2. If prohibited, freshly pressed wine spills on grapes and does not give taste, there is a dispute about whether the grapes are forbidden.
3. If prohibited vinegar from wine spills into vinegar of beer, or if prohibited Chametz falls into other Chametz and does not give taste, there is a dispute about whether the mixture is forbidden.
4. If two or three prohibited spices of the same type with different names, or of different types, fall into a dish, the food is prohibited if the spices together give taste to the dish.
5. If prohibited wine spills into vinegar and does not give taste, according to Rava the mixture is permitted. According to Abaye, it is prohibited.
6. According to Abaye, a Yisrael is forbidden to puncture the barrel of wine of a Nochri in order to smell it. Rava disagrees.
7. If an oven was heated with cumin of Terumah, bread which was baked in the oven is permitted to a non-Kohen because there is no taste of the cumin in the bread, but only the smell.
8. If hot bread is placed on a barrel of wine of Terumah, the bread is prohibited, according to Rebbi Meir. According to Rebbi Yehudah, it is permitted.


1. When it is impossible to discern if the prohibited item gives taste to the mixture, the mixture is forbidden if the amount of the prohibited item in the mixture is more than one in sixty.
2. According to Abaye, the grapes are forbidden, because freshly pressed wine has the same taste as grapes. Since they are considered the same entity, even a minute amount of wine prohibits the grapes. According to Rava, since wine and grapes have two different names, they are considered two different entities even though they have the same taste.

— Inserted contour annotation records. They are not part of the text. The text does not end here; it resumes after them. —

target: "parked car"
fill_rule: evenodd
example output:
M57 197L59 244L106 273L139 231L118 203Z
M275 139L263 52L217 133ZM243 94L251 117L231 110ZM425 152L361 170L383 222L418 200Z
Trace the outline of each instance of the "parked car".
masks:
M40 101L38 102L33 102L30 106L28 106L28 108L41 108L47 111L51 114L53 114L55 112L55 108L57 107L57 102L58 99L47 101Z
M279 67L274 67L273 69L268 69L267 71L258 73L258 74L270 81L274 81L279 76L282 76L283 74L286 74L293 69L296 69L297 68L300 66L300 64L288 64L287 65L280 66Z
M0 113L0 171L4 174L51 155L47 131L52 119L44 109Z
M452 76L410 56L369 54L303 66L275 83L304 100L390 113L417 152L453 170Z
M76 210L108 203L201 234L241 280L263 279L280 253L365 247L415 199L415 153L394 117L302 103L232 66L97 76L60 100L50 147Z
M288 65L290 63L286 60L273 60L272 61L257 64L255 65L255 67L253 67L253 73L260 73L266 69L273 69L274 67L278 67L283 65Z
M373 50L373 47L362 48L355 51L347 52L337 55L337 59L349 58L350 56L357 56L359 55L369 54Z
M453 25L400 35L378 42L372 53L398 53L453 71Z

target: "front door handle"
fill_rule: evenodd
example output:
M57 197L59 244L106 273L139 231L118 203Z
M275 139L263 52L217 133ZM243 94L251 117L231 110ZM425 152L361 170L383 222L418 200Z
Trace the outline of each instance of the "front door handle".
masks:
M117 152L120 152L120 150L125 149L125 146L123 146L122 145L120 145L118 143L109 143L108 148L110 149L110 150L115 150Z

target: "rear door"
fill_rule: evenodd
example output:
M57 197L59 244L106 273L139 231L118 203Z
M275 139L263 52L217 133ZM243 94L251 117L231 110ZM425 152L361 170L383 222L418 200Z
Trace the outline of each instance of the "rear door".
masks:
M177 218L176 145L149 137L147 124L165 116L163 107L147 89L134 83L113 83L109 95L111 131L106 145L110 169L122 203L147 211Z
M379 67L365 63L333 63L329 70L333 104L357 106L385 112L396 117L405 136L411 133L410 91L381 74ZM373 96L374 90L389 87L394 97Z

3. According to Abaye, the mixture is permitted, because vinegar of wine and vinegar of beer have different tastes. Chametz of wheat and Chametz of barley also have different tastes. Therefore, the mixture is forbidden only if the prohibited item gives taste. According to Rava, since both are called vinegar, and both are called Chametz, even a minute amount of prohibited vinegar or Chametz prohibits the mixture.

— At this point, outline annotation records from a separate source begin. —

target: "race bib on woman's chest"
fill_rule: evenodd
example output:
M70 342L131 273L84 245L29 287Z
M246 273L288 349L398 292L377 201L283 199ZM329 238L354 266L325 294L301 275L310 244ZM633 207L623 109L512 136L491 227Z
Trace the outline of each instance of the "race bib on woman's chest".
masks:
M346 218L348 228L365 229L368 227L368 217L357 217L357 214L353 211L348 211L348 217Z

4. Each spice is not enough to spice the food alone, but together they spice the food. If all of the spices are sweet, the dish is prohibited. According to Rava, the dish is permitted even though all of the spices are sweet. Rebbi Meir maintains that all prohibited items combine, whether they have the same taste or not.

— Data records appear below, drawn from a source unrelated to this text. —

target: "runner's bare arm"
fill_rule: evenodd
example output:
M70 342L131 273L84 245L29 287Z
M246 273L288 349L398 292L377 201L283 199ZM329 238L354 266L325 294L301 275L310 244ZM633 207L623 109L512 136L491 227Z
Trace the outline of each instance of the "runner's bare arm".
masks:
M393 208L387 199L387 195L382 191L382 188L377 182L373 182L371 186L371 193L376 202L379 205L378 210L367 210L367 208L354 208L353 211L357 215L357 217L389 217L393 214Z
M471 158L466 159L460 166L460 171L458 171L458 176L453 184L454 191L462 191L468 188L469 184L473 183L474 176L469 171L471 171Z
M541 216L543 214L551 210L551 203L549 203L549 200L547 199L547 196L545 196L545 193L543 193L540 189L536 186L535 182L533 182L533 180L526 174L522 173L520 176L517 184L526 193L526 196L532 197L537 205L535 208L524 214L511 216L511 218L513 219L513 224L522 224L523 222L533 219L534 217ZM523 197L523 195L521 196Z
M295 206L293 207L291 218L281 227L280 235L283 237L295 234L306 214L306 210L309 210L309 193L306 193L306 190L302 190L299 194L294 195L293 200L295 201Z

5. Wine which spills into a jar of vinegar attains the smell of the vinegar when it is the air of the jar. Thus, at the time it falls into the vinegar, it smells like vinegar but tastes like wine. According to Abaye, wine which smells like vinegar and tastes like wine is regarded as vinegar. Therefore, even a minute amount prohibits the vinegar. According to Rava, since it tastes like wine, it is regarded as wine. It prohibits the vinegar only if it gives taste.
6. According to Abaye, smell is a significant benefit, and therefore one is forbidden to smell wine of a Nochri because of the prohibition against deriving benefit from it. According to Rava, smell is not a significant benefit.
7. Abaye maintains that smell is a significant benefit. The bread is permitted because the cumin was no longer in existence when the bread was baked.
8. According to Rebbi Yosi, wheat bread it is permitted, but barley bread is forbidden because barley is more absorbent.